The moving parties on the anti-SLAPP Motion are listed as all the
defendants, including the Law Firm and Mr. Mouzis.  A civil litigation defendant such as Mr.
Mouzis of his Lawfirm are not entitled to attorney fees when prevailing
on an anti-SLAPP motion “because they represented themselves in the litigation
and, therefore, did not incur attorney fees.” 
(Witte v. Kaufman (2006) 141 Cal.App.4th 1201, 1207.)  “Under Trope and its
progeny,  . . . a party, whether or not
he is an attorney, who is not represented by counsel and who litigates an
anti-SLAPP motion on his own behalf may not recover attorney fees under the
statute.”  (Taheri Law Group v. Evans (2008)
160 Cal.App.4th 482, 494.)  Here, a slightly
different situation is presented because there were multiple defendants named
in the 6th and 7th causes of action, two of whom are a
lawyer and a lawfirm but three of whom were not.  The anti-SLAPP motion was brought not just by
a lawyer and his firm on their own behalves, but also on behalf of their clients
who were, unfortunately for Plaintiff here, needlessly added as defendants to
the two emotional distress causes of action. 

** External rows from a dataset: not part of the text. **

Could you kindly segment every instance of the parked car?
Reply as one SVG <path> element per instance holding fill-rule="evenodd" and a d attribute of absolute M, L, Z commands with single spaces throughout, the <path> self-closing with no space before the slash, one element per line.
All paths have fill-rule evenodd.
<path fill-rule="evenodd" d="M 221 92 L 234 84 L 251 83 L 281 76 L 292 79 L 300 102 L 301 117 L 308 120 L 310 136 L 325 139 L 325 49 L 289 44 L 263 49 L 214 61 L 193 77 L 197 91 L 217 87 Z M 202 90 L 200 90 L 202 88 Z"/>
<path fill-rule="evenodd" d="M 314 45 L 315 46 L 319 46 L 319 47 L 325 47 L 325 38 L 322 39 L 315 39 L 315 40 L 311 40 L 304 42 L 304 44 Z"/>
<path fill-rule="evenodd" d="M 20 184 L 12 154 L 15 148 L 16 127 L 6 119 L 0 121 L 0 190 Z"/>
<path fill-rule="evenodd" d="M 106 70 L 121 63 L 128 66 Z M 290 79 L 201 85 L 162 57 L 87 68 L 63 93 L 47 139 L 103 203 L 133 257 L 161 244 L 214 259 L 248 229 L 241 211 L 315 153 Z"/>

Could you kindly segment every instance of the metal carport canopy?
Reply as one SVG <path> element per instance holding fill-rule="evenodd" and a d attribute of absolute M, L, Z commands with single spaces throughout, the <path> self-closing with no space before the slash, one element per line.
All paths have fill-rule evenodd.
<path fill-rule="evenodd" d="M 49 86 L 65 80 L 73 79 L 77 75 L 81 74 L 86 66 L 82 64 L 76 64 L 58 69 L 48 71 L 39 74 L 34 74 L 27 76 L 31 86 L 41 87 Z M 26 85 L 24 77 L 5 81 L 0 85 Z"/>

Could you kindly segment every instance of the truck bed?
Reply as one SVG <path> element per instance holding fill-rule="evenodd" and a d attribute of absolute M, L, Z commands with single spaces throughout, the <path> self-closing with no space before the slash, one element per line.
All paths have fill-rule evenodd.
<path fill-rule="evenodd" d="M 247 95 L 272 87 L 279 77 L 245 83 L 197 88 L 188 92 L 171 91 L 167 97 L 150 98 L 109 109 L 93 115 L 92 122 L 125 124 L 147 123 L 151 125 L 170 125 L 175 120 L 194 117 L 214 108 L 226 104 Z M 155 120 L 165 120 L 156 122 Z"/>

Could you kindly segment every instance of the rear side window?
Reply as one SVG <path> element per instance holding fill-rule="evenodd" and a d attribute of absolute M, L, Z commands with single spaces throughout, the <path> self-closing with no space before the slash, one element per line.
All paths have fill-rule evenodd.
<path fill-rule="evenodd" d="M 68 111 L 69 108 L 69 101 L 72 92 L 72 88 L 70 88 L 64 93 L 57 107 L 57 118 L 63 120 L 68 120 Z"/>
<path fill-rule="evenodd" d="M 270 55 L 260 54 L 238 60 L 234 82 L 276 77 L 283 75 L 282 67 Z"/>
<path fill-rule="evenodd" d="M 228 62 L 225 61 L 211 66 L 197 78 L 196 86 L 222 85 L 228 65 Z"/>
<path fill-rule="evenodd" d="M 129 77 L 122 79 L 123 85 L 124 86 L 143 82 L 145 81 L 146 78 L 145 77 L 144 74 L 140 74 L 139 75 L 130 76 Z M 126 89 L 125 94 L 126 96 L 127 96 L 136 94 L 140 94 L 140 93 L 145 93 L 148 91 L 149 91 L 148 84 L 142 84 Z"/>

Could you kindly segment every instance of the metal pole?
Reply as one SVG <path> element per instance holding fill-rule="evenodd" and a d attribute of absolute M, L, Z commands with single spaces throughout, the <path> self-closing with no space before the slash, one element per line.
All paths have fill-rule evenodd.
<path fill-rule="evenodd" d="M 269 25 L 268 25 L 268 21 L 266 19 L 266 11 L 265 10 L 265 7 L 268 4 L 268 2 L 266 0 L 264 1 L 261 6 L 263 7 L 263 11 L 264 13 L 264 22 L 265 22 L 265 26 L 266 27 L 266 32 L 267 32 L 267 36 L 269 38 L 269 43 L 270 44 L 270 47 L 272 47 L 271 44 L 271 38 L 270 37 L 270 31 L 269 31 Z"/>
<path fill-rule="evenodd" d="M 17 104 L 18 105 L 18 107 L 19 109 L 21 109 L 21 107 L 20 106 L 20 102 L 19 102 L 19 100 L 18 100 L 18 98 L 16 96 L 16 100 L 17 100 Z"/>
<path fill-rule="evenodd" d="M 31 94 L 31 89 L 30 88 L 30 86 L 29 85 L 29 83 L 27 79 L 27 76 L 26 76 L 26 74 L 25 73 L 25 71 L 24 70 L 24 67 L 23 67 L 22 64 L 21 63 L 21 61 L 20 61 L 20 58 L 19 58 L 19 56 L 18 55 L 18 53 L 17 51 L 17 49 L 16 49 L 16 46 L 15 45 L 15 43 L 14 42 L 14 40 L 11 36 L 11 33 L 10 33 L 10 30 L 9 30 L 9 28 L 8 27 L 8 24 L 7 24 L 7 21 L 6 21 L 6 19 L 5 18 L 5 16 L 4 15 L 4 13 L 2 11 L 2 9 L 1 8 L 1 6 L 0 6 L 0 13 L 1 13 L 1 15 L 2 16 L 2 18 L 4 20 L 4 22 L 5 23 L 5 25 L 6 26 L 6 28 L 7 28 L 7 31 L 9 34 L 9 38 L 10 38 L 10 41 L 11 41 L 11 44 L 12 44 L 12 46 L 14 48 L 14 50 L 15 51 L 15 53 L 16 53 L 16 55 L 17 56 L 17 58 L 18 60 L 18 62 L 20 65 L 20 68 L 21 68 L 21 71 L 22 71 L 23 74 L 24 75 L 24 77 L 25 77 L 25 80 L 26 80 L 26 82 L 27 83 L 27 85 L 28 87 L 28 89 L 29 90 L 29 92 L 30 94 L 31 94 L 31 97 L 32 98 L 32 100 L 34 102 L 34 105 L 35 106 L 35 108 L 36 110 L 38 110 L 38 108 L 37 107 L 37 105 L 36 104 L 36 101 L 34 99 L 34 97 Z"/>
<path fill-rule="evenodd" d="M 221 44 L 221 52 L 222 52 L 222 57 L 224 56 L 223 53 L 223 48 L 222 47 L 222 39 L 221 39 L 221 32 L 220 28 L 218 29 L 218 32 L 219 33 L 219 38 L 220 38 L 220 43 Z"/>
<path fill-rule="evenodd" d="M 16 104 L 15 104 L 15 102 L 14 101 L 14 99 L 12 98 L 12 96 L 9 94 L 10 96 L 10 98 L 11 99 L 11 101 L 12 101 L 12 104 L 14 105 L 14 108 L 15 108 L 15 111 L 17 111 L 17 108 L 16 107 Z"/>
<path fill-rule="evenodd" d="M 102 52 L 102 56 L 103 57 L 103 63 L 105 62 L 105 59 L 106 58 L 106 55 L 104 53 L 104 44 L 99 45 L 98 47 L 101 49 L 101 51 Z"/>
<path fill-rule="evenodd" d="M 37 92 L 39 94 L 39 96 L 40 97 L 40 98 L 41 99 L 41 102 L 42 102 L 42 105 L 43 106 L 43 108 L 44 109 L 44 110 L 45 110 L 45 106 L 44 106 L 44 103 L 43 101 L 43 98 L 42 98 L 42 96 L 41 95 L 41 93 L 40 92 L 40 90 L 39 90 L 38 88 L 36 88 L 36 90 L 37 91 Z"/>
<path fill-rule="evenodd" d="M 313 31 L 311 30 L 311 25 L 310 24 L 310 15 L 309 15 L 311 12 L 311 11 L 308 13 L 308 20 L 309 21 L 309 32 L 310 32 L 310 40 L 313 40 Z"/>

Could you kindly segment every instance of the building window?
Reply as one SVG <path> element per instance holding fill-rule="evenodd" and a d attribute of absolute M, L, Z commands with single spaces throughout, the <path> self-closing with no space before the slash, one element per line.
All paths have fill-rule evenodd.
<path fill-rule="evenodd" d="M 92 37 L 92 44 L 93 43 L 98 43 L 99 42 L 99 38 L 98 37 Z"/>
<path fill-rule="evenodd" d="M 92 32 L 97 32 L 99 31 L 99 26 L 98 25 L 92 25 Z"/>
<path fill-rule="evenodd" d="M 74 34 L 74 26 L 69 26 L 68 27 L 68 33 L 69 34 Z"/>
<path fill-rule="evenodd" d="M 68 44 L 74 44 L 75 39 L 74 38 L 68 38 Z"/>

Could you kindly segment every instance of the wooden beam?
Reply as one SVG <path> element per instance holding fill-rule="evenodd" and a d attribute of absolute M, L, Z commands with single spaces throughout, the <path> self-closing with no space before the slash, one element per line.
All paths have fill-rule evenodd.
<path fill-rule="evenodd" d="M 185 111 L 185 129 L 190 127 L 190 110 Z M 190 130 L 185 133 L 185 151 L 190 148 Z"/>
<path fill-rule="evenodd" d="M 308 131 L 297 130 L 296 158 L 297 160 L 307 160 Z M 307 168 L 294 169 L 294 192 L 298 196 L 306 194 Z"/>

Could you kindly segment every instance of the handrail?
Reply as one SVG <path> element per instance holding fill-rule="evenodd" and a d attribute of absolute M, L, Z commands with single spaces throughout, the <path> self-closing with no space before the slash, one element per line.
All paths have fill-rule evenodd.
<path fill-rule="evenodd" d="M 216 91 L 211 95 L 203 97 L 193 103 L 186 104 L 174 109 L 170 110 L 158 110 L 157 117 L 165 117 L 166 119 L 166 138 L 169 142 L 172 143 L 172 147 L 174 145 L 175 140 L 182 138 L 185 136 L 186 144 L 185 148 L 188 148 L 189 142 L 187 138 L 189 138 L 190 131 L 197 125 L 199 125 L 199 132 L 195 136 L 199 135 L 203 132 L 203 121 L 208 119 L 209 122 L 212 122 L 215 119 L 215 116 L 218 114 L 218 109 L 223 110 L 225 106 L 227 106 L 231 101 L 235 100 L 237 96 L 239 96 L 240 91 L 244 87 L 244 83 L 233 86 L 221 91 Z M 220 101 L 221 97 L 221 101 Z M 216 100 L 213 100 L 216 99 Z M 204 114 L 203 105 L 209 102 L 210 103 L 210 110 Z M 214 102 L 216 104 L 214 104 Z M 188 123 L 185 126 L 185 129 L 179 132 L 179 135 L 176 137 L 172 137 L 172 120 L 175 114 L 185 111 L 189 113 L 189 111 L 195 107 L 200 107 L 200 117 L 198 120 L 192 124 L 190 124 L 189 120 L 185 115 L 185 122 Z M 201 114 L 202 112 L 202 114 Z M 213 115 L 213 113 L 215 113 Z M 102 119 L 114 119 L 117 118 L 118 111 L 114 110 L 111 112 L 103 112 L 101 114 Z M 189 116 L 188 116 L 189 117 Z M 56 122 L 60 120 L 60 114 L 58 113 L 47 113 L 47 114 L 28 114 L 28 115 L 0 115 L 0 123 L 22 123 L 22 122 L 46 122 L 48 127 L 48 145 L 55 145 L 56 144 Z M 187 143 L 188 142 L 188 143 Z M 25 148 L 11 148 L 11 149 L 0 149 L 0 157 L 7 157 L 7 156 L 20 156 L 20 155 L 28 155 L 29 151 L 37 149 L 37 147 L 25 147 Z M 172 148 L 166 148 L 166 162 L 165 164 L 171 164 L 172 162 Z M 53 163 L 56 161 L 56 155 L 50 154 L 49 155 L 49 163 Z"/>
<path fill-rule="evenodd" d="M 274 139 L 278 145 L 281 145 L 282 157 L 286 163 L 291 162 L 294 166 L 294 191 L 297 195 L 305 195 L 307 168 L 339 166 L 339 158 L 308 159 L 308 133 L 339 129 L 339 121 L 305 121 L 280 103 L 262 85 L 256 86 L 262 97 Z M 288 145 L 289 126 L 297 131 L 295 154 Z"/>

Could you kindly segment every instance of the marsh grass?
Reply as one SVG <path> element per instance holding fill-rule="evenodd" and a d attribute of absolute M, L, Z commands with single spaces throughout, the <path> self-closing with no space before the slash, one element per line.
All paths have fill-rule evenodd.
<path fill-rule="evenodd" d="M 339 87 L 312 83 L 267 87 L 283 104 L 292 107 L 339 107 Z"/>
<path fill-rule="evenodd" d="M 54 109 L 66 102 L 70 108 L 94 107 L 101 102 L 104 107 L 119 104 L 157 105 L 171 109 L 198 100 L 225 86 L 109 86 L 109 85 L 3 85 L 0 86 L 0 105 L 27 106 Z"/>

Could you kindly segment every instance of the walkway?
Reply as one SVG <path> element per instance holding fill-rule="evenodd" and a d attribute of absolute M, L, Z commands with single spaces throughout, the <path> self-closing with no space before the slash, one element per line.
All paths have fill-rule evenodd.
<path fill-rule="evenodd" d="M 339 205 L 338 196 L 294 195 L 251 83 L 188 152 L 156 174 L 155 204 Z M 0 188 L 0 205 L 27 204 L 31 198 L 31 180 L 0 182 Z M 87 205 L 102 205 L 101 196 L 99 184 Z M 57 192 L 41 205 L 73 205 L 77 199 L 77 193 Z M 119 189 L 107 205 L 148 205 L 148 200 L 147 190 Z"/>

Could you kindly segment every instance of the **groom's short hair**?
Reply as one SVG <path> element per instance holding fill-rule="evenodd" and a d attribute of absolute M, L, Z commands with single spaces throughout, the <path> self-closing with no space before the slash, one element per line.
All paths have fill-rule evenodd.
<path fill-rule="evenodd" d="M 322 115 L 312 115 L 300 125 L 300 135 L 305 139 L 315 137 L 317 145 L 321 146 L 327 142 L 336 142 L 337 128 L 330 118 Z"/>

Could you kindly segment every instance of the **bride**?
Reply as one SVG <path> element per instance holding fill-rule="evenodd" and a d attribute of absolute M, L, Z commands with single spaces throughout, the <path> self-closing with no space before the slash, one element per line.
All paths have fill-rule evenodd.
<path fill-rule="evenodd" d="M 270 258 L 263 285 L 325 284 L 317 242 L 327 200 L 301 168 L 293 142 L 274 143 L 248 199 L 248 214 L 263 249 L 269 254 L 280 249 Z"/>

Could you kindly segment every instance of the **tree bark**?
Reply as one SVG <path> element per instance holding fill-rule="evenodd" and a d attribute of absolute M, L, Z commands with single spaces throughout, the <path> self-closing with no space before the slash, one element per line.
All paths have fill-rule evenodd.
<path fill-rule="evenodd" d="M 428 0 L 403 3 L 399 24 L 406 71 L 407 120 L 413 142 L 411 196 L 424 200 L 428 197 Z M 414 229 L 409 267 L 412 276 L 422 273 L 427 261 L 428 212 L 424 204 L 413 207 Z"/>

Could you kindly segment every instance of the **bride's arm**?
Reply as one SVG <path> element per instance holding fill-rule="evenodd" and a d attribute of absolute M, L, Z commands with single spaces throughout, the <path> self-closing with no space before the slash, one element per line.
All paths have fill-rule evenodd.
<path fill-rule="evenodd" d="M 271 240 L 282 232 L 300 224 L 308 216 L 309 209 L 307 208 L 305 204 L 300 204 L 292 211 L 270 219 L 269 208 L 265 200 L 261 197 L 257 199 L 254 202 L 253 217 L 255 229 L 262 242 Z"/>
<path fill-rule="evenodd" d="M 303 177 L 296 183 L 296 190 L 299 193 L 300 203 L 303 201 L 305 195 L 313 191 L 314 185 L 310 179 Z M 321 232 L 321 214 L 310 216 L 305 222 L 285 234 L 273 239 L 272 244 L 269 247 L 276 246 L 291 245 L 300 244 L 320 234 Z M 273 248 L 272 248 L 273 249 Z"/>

Unlike Witte, Taheri, Carpenter and Ellis Law
Group LLP v. Nevada Sugar Loaf Properties, LLC (2014) 230Cal.App.4th
244, 257, the moving parties here included both a lawyer and a non-lawyer defendant.  This case appears more similar to the facts presented
in Ramona Unified School Dist. v. Tsiknas (2005) 135 Cal.App.4th
510.
            In Ramona, attorney Hamilton was a co-defendant
with her non-attorney clients to whom she provided legal assistance.  The Fourth District recognized the general rule
that “where an attorney-client relationship exists, the courts uniformly allow
for the recovery of attorney fees” as prevailing parties in an anti-SLAPP
motion.  (Ramona, supra, 135
Cal.App.4th at p. 524.)  The court concluded
that Trope v. Katz did not bar an award of attorney fees for
Hamilton's legal services even though he represented both himself as a co-defendant
and separately named non-attorney co-defendants.  The attorney fee motion here is brought by
all the moving defendants, including Mr. Mouzis and his Lawfirm.  There is no allocation of the hours or
activities Mr. Mouzis or his associate incurred on the lawyers’ behalves as
distinct from those on behalf of the non-lawyer clients.  Footnote 1 attempts to wall off the Trope
issue by disclaiming the pursuit of  attorneys’
fees for Mr. Mouzis himself and his lawfirm, but the transparent effort to “footnote
around” the Trope issue cannot be ignored.   Further,
unlike Ramona, the substantive allegations attacked by the anti-SLAPP
motion here were entirely the lawyers’ doing, not the clients’.  The Court tentatively awards 50% of the requested
legal fees to Two Coast, Kunsmemuller and Dreier, and none to Mr. Mouzis and his
lawfirm, as a rough approximation of an equitable allocation of fee incurred to
extricate all five co-defendants from the emotional distress and potential
punitive damages allegations, consistent with Trope and its progeny.  
IV. CONCLUSION¿¿¿ 
¿¿¿¿ 
For the foregoing reasons, Defendants’
Motion for Attorney’s Fees and Costs is GRANTED in the amount of $16,626.50 in attorneys’ fees to the non-attorney defendants
as an equitable allocation between the attorney co-defendants and the non-attorney
co-defendants who prevailed on the anti-SLAPP motion, plus $344.05 in costs.